BOMA: “Like-kind” exchanges vital to health of commercial real estate, U.S. economy

by Brianna Crandall — September 2, 2015—The Building Owners and Managers Association (BOMA) International, with support from its Industry Defense Fund and in collaboration with 15 other real estate associations, has released a groundbreaking study on the economic effects of repealing Section 1031 of the United States tax code, also known as “like-kind” exchanges. The study, written by Professors David C. Ling and Milena Petrova, finds that a repeal of the provision would damage the long- and short-term economic health of both the commercial real estate industry and the U.S. economy in general.

1031 or like-kind exchanges allow for the seller of an investment property to defer capital gains on the sale of that property if they purchase another investment property of similar kind of same or greater value within a short amount of time, effectively exchanging the property for a like-kind and maintaining the money in an investment. The capital gains tax ultimately is paid when the final property is sold and the investment is cashed out.

The first-of-its-kind study finds that, on average, taxpayers using a like-kind exchange acquire a new, replacement property that is $305,000 to $422,000 more valuable. Properties that are replaced without using a 1031 exchange usually are less expensive or of equal value. Also, contrary to the notion that 1031 exchanges are a tax-avoidance strategy, in 34 percent of exchanges, some federal tax is paid. More importantly, over the long run, like-kind exchanges boost tax revenue because of the higher liability that comes about from acquiring and disposing of a higher cost asset, points out the study.

Other significant findings detailed in the study include:

  • Repealing like-kind exchanges would raise the effective tax rate on the taxpayer’s investment (including rental income and gain, assuming a nine-year holding period) from 23 percent to 30 percent for a typical property owner who is deferring their gain on a commercial property.
  • Repealing like-kind exchanges would mean that rents would need to increase from eight to 13 percent before new construction would be economically viable. These higher rents would reduce the affordability of commercial space for both large and small tenants. The price declines and rent effects of eliminating real estate like-kind exchanges would be more pronounced in high-tax states.
  • Repealing like-kind exchanges would slow real estate transaction activity. The study illustrated how properties acquired and sold between 1997 and 2014 using like-kind exchanges had significantly shorter holding periods.

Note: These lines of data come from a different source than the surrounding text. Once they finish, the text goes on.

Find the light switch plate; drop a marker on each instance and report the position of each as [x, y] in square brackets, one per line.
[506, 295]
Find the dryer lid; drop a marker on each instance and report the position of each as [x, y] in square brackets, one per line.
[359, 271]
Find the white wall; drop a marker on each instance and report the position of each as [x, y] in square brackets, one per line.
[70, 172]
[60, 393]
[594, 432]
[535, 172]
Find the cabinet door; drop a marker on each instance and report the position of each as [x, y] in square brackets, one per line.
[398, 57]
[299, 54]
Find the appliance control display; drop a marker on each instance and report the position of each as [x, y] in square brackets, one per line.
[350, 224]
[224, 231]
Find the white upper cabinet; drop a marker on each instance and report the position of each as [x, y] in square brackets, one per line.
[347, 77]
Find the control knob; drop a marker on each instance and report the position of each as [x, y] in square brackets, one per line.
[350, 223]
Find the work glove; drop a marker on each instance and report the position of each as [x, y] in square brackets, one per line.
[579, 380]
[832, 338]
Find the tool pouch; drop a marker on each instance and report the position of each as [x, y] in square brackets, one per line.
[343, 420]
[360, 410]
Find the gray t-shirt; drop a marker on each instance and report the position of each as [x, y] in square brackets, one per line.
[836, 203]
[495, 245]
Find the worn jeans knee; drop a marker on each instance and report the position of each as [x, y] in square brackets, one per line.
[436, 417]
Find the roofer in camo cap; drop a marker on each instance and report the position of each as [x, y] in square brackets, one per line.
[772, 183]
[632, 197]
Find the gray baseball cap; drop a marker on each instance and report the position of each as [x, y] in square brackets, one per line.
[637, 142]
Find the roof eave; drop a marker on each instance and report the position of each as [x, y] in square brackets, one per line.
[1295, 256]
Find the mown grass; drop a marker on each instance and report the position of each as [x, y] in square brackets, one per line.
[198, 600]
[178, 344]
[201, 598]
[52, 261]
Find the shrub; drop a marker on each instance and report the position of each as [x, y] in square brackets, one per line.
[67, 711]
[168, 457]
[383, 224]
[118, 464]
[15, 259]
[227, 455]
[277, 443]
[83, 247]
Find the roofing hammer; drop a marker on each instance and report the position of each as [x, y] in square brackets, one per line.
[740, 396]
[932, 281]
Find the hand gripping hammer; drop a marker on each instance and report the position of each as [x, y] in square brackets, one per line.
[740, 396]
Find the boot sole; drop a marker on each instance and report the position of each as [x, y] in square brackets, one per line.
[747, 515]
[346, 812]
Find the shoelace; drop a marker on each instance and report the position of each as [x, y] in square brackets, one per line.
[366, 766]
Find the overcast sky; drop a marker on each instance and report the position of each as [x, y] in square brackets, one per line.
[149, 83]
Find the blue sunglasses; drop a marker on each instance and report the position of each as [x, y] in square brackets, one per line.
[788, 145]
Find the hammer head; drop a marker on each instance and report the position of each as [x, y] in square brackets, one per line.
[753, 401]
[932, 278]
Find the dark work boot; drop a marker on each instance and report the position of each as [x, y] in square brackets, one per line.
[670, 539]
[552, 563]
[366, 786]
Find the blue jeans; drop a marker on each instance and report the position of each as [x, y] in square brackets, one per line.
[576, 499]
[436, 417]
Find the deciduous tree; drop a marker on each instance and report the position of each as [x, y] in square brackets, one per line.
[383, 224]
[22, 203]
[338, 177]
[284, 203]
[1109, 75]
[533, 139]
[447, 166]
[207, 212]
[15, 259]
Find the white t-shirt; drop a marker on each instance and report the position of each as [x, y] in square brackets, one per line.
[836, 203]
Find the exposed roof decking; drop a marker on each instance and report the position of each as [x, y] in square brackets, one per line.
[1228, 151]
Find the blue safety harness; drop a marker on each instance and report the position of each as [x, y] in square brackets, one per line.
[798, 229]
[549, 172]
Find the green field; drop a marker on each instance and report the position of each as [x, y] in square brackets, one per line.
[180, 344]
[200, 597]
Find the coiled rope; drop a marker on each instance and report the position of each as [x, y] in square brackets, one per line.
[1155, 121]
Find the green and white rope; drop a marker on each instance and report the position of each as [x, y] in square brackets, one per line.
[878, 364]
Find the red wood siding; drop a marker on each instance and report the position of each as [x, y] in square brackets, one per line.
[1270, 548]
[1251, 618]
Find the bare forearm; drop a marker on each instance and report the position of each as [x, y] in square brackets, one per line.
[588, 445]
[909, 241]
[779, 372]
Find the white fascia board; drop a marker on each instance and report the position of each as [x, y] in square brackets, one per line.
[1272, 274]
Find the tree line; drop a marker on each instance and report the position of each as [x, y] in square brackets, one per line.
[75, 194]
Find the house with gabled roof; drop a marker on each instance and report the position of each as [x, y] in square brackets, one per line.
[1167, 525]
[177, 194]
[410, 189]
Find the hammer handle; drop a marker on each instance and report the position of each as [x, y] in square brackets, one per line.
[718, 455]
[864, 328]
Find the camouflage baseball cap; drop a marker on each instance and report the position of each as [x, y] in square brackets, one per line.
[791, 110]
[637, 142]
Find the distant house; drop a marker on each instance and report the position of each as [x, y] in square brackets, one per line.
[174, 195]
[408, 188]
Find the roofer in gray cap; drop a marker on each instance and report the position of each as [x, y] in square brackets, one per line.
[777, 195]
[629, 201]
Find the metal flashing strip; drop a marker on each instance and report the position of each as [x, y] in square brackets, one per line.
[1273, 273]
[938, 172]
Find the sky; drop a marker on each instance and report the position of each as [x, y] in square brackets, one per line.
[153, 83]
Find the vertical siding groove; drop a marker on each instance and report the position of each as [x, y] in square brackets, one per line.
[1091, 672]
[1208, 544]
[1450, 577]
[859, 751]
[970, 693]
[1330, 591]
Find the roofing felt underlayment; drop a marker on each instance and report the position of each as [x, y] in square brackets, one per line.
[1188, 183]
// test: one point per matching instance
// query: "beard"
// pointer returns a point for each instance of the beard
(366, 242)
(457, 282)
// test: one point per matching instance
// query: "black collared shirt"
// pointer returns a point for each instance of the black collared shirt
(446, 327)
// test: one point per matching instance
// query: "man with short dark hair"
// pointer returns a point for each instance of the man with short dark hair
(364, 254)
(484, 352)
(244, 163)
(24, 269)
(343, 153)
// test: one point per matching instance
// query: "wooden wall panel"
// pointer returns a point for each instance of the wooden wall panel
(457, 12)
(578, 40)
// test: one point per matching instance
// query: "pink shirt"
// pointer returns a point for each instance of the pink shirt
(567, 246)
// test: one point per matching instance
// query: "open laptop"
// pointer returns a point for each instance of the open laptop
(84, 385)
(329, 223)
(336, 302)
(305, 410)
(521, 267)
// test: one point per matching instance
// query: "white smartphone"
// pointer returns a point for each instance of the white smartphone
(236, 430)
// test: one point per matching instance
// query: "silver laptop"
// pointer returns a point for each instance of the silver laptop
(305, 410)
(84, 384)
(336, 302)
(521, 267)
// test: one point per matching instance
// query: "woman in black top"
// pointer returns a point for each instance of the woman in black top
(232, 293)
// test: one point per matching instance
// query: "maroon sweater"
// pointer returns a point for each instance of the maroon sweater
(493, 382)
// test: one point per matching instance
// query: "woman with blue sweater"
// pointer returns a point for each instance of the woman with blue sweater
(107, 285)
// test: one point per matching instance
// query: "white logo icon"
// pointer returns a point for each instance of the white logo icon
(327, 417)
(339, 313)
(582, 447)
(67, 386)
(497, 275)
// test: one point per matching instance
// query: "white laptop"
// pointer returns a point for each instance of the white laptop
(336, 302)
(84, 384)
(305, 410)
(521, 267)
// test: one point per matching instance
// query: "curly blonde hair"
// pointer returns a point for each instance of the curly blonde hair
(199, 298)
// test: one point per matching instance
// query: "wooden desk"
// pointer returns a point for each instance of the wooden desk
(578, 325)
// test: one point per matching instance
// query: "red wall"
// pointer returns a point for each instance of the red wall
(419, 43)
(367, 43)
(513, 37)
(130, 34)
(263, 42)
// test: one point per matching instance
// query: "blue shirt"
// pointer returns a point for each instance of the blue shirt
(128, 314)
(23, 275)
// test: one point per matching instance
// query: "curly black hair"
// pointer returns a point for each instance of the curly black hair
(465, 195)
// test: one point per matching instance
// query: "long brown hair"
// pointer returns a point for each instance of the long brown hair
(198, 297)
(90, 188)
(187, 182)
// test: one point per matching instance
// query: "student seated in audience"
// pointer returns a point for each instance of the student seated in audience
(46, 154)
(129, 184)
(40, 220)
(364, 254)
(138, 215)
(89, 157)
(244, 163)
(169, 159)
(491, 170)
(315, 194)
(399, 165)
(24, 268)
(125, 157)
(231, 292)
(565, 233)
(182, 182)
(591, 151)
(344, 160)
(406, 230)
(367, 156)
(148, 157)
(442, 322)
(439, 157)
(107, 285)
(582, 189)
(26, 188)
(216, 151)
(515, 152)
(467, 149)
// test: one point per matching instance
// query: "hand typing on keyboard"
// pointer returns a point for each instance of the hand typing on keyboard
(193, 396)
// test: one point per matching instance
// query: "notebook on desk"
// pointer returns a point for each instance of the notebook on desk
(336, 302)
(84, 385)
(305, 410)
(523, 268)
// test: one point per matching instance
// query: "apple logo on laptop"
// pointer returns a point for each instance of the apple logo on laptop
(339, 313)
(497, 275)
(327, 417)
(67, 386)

“As illustrated by this important study, if 1031 exchanges were to be repealed, commercial real estate transaction activity would decrease dramatically, among other unintended harmful consequences for our industry,” commented BOMA International Chair Kent C. Gibson, BOMA Fellow, president of Capstone Property Management, L.C. “As Congress continues to weigh options for tax reform, BOMA International will continue to work with our coalition partners to educate lawmakers on the fact that like-kind exchanges help grow our economy, as commercial real estate is a significant driver of the country’s economic engine.”

The complete study, The Economic Impact of Repealing or Limiting Section 1031 Like-Kind Exchanges in Real Estate, is available on the BOMA International website. A one-page fact sheet summarizing the findings is also available.